A key part of the venture is a video featuring veteran South African actor John Kani urging support of localisation and the manufacturing sector, which will be aired on national television.
Watch the Buy Back SA campaign advert:
The ad was paid for by both the government and private sector. “This is a clear sign of the close working relationship that is in the process of being built between government and industry, and one that we think can be strengthened and deepened in a number of ways,” Davies said.
Festive season spending
“We are launching the first phase of this campaign before the festive season because we want to impress upon consumers and stakeholders in the private and public sectors the importance of buying locally manufactured goods and products,” Davies said.
South African manufacturers, he said, made products of good quality, available at reasonable prices.
“We want to encourage people to buy these products because this has significance in terms of job creation, revenue generation and service delivery improvement.”
The South African government has developed a number of policy instruments to support localisation, the minister said. These include local sectors and products – including clothing and textiles, buses, rolling stock and power pylons – the DTI has designated for government procurement under the Preferential Public Procurement Finance Act.
“We have also reviewed and put in place a new policy framework for the National Industrial Participation Programme to oblige overseas companies that have benefitted from state contracts above $10-million to invest a percentage of the contract directly into the productive sectors of the economy, wherever possible in the sector in which they are involved,” Davies said.
Company procurement is key
The minister said buying local is not only for consumers.
“It is also crucially about companies – especially large retailers with large procurement budgets and supply chains – supporting local manufacturers – not only because this is in the national interest but because there are very often sound commercial reasons for doing so related to total cost of ownership: after-sales service, quick response, security of supply, niche product requirements, quality assurance and so forth.”
The Manufacturing Circle represents many big South African manufacturing concerns. About 80% of the country's manufacturers procure some 40% of their input locally. Coenraad Bezuidenhout, executive director of the body, said at the campaign launch that South Africans had stopped giving preference to local goods.
“For manufacturers, the last couple of years have been quite difficult,” he said.
After the Manufacturing Circle, Proudly South African and Absa bank contributed the initial funding, Buy Back SA will now need another R12-million to continue the campaign.
"I want to appeal to the private sector," Davies said. "We need to expand this campaign." He invited companies to register by emailing info@buybacksa.co.za.
International precedent
Davies said the Buy Back SA campaign, while a government initiative, was not inappropriate for a free market economy.
In the US, the Buy America campaign was an integral part of efforts to rebuild that country's economy after the 2008 crisis.

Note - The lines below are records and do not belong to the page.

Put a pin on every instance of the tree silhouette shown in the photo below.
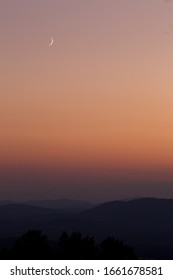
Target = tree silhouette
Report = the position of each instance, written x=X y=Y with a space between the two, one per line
x=74 y=246
x=33 y=245
x=112 y=249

A close partnership between the government, private sector and further education institutions, Buy America was also an effort to save and create jobs.
“The US economy has reportedly created 500 000 new high-quality jobs in the manufacturing sector since 2010, with 50 000 of these directly attributable to those efforts,” Davies said.
International and local competition
Many African countries are rich in commodities, but development is held back by an inability to turn those commodities into manufactured goods. The more resources countries take out of the ground and export, unprocessed, to foreign buyers, the more intrinsic capital is lost.
Manufacturing creates jobs and skills, and established manufacturing industries create a base of skills, capital and production infrastructure that can cushion country against the often irrational shocks inflicted by the global economy.
Other than the 2008 meltdown, the over-valuation and volatility of the rand has also undermined South Africa’s manufacturing competitiveness, as have higher electricity, transport and labour costs, and strike action.
Manufacturing has also suffered from local competition. Over the past two decades, the sector’s contribution to the South African economy has been gradually eroded by other industries, particularly the services sector. In 1994, manufacturing’s contribution to GDP at market prices was 20.9%. In 2012 it was 12.4%.